Solution to the Right to Use Drugs:  Make drugs illegal and heavily fine anyone in possession of the drugs.  Raise taxes and create more government jobs (any expansion of government to enforce new laws is the ultimate form of Big Brother) to enforce drug laws.  Create more risk.  Increase the price of the drugs.  Confiscate money taken from drug (alcohol) dealers and use them to fund your political campaign.

The Right to Drugs comes from this:




> The Tenth Amendment (Amendment X) of the United States Constitution, which is part of the Bill of Rights, was ratified on December 15, 1791. The Tenth Amendment restates the Constitution's principle of federalism by providing that powers not granted to the national government nor prohibited to the states are reserved to the states or the people.

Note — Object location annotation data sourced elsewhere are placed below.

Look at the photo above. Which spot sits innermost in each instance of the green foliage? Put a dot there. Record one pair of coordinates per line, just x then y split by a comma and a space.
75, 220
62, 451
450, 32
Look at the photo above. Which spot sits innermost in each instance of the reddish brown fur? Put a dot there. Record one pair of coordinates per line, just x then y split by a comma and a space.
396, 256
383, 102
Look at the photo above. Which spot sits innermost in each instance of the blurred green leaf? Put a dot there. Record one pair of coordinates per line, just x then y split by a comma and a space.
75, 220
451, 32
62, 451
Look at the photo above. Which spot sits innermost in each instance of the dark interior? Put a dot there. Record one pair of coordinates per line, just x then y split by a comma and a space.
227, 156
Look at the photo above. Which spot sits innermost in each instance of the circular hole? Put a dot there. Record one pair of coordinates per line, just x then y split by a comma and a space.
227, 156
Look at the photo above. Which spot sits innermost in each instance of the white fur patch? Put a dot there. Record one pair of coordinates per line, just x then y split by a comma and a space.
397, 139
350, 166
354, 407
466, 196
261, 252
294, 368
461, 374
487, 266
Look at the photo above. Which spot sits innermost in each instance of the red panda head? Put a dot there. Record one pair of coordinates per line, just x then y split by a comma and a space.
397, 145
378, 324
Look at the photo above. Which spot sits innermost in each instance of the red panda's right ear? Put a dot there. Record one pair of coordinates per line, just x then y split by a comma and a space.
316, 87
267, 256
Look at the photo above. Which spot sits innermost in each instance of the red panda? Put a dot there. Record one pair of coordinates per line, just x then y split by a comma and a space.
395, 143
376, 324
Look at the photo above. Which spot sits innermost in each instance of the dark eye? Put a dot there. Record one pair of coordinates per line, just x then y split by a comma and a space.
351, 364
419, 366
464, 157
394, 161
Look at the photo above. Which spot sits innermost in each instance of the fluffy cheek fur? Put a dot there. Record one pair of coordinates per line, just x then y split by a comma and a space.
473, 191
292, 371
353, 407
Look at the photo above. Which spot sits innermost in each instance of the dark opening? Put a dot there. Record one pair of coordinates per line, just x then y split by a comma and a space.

Pick anything else random off the top of your head, or just make $#@! up.  Lets outlaw SOCKS.  Like shoes and socks, were gonna outlaw socks because they smell.  Why not, its the same excuse as most people have about smoking.  And if we REALLY want to get into a symantical argument over smoking is unhealthy but stinky socks are not, lets point out the fact that socks stink due to moisture allowing a breeding ground for bacteria to grow.  Bacteria.  There we go.  Unhealthy.  And I'll use that as my foundation for this hypothetical argument to make socks illegal.

Making socks illegal will not get rid of socks.  Doing so will create a black market for those that choose to disobey the law for the enjoyment of the comfort that wearing socks provides.  As people probably wont just immediately give up their socks unless confronted, most people will figure that since people dont spend a great deal of time staring at peoples feet, they probably wont be noticed if they are wearing socks in public because they can be easily hidden by wearing pants long enough to cover and hide their socks.  So people will still use socks even though they are illegal.  In their minds, the benefits of wearing socks, such as not getting blisters from wearing shoes without socks is enough of a benefit to risk going against the propoganda that socks are bacterial breeding grounds and thus unhealthy.

Again, the same thing applies.  Risk.  Now, because there is an associated risk, the price of socks will skyrocket.  And sock makers will profit from the risk.  So will politicians.  Politicians will make money by seizing the assets of illegal sock sellers, as well as fining individuals heavily for the use of socks.

Its a win-win situation in every single case.  Its the Gambino's vs the Salieri's, and we are caught in the cross fire.  Government makes money by imposing ridicululs fines, and the criminals (read: normal would be people that because of new laws making something or some act illegal creates the criminals) get profit because of the associated risk with the products or services they provide.  When anything is made illegal, they both benefit from the laws, but we get caught in the middle and are bled dry until we have nothing more we can provide to them.  THey are both parasites and will suck the life out of their hosts until they kill them.  Then they move on to a new host.

So many people think that our elected officials have our best interests in mind.  They dont.  They look out for themselves, and we have let them get away with it with their smooth talking sales pitches and ideas that making things illegal will make the world a better place.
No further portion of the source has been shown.